What is the quick answer for Kubernetes Taints and Tolerations Guide?

Kubernetes Taints and Tolerations Guide

💡 Quick Answer: Use Kubernetes taints and tolerations to control pod scheduling. Dedicate nodes for GPU workloads, isolate teams, and prevent scheduling on specific nodes.

The Problem

This is one of the most searched Kubernetes topics. Having a comprehensive, well-structured guide helps both beginners and experienced users quickly find what they need.

The Solution

Add Taints to Nodes

# Taint a node (NoSchedule — pods won't be scheduled unless they tolerate it)
kubectl taint nodes gpu-node-1 nvidia.com/gpu=true:NoSchedule

# PreferNoSchedule — soft version, scheduler avoids but doesn't forbid
kubectl taint nodes expensive-node cost=high:PreferNoSchedule

# NoExecute — evict existing pods that don't tolerate
kubectl taint nodes maintenance-node maintenance=true:NoExecute

# Remove a taint
kubectl taint nodes gpu-node-1 nvidia.com/gpu=true:NoSchedule-

# View taints
kubectl describe node gpu-node-1 | grep -A5 Taints

Add Tolerations to Pods

apiVersion: apps/v1
kind: Deployment
metadata:
  name: gpu-training
spec:
  template:
    spec:
      tolerations:
        # Exact match
        - key: "nvidia.com/gpu"
          operator: "Equal"
          value: "true"
          effect: "NoSchedule"
        # Key exists (any value)
        - key: "nvidia.com/gpu"
          operator: "Exists"
          effect: "NoSchedule"
        # Tolerate NoExecute with timeout
        - key: "maintenance"
          operator: "Exists"
          effect: "NoExecute"
          tolerationSeconds: 3600    # Stay 1 hour then evict
      nodeSelector:
        nvidia.com/gpu: "true"      # Also select GPU nodes
      containers:
        - name: training
          image: training:v1
          resources:
            limits:
              nvidia.com/gpu: 1

Common Patterns

Pattern	Taint	Toleration on
GPU nodes	`nvidia.com/gpu=true:NoSchedule`	Only GPU workloads
Spot/preemptible	`cloud.google.com/gke-spot=true:NoSchedule`	Tolerant workloads
Control plane	`node-role.kubernetes.io/control-plane:NoSchedule`	System pods
Team isolation	`team=frontend:NoSchedule`	Frontend team pods
Maintenance	`maintenance=true:NoExecute`	Nothing (drains all pods)

graph TD
    A[Pod without toleration] -->|Tries to schedule| B{Node tainted?}
    B -->|Yes, NoSchedule| C[Rejected - not scheduled]
    B -->|No| D[Scheduled normally]
    E[Pod with matching toleration] -->|Tries to schedule| B
    B -->|Yes, but tolerated| D

Frequently Asked Questions

What’s the difference between taints/tolerations and node affinity?

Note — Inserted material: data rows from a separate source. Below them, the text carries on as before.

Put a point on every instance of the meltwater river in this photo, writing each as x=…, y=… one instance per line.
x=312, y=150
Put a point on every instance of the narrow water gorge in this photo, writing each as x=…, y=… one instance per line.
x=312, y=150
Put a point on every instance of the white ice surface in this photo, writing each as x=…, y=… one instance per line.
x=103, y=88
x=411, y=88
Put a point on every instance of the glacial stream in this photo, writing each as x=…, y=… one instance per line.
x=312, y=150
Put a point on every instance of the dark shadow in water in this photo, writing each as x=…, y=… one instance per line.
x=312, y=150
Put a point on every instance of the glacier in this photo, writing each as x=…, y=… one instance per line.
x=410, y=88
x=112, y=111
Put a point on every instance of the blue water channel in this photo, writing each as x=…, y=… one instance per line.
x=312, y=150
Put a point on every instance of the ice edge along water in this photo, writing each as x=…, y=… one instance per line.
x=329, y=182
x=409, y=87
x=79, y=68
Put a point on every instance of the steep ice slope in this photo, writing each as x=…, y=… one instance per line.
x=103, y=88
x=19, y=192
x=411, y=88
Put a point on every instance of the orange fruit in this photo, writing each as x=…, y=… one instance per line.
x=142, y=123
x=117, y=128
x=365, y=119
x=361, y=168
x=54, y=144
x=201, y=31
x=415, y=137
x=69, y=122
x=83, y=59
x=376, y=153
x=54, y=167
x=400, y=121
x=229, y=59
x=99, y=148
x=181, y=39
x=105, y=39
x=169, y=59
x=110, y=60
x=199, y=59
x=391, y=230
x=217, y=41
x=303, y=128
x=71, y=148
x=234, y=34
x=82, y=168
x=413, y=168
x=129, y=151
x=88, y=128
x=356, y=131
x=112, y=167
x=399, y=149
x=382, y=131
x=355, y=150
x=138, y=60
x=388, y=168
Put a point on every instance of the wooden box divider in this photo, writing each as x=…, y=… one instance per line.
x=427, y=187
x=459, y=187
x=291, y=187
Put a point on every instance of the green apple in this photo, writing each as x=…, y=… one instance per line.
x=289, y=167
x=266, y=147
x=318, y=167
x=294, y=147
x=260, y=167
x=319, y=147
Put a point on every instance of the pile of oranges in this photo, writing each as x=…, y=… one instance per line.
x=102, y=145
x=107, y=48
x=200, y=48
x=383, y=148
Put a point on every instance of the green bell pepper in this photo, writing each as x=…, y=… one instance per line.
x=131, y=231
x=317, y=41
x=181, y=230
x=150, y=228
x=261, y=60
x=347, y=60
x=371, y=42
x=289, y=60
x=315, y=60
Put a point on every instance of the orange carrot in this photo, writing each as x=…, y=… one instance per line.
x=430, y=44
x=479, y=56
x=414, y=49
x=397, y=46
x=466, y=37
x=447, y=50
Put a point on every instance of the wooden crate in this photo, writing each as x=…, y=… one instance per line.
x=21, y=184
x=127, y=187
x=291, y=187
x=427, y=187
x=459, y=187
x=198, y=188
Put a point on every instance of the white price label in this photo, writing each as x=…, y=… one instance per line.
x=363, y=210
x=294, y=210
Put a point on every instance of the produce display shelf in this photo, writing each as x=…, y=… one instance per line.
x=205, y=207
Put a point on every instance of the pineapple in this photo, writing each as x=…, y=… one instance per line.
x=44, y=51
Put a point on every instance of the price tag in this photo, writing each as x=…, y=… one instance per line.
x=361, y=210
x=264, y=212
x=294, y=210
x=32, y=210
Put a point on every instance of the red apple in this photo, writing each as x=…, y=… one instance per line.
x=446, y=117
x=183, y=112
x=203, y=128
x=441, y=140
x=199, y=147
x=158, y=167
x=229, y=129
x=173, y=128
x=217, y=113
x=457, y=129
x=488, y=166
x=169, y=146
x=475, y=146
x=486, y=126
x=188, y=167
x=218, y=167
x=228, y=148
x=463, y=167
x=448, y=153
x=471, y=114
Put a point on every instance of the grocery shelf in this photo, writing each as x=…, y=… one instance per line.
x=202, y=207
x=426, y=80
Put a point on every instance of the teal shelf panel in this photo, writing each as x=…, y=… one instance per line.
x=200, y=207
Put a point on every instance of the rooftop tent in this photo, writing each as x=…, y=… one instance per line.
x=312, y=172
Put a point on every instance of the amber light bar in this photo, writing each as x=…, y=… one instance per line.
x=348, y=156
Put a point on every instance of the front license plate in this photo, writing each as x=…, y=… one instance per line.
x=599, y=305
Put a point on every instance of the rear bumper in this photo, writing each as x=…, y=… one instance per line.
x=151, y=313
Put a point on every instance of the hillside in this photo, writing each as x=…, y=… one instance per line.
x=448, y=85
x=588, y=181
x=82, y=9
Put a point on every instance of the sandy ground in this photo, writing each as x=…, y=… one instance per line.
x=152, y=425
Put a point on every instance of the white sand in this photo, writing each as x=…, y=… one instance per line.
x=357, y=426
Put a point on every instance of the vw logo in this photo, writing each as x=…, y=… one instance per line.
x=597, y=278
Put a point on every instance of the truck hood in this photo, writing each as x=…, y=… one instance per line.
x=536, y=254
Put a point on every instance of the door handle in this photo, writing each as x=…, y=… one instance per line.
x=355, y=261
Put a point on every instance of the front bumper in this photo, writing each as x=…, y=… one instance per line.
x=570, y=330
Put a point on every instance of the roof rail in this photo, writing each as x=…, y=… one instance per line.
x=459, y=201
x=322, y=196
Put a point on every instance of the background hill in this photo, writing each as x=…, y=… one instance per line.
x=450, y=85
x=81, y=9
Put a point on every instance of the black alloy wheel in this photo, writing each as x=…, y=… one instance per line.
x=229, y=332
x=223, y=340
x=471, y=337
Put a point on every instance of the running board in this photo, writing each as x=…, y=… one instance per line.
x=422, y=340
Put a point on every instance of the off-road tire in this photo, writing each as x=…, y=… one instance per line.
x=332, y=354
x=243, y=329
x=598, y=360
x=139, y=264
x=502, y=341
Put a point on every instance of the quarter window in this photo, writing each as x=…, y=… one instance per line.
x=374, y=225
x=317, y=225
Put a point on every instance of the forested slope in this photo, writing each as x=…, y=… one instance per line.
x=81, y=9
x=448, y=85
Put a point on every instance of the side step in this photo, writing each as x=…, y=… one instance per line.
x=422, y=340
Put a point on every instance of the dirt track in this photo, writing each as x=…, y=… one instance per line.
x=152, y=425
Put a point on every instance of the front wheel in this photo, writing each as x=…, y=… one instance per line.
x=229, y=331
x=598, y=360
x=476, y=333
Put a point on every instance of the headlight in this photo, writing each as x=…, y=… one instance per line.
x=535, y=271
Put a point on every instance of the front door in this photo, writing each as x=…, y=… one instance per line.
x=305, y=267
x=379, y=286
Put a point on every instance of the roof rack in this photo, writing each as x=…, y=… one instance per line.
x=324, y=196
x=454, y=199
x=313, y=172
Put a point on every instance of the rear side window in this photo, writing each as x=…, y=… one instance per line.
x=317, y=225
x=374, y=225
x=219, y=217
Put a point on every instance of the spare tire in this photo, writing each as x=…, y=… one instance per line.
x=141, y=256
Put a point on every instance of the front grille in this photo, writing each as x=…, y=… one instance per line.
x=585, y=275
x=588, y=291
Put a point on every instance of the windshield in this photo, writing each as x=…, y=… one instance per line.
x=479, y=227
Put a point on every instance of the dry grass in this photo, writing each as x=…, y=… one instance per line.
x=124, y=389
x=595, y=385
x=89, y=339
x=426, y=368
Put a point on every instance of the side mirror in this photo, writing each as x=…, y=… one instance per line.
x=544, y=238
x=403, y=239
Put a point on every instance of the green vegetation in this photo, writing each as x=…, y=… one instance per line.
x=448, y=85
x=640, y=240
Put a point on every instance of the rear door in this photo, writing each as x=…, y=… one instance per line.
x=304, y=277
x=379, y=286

Taints repel pods (opt-out model). Node affinity attracts pods (opt-in model). Use together: taint GPU nodes AND use nodeSelector to ensure GPU pods land on GPU nodes.

Does adding a toleration guarantee scheduling on that node?

No! Tolerations only allow scheduling — they don’t attract. Use nodeSelector or node affinity together with tolerations to ensure pods land on specific nodes.

Best Practices

Start simple — use the basic form first, add complexity as needed
Be consistent — follow naming conventions across your cluster
Document your choices — add annotations explaining why, not just what
Monitor and iterate — review configurations regularly

Key Takeaways

This is fundamental Kubernetes knowledge every engineer needs
Start with the simplest approach that solves your problem
Use kubectl explain and kubectl describe when unsure
Practice in a test cluster before applying to production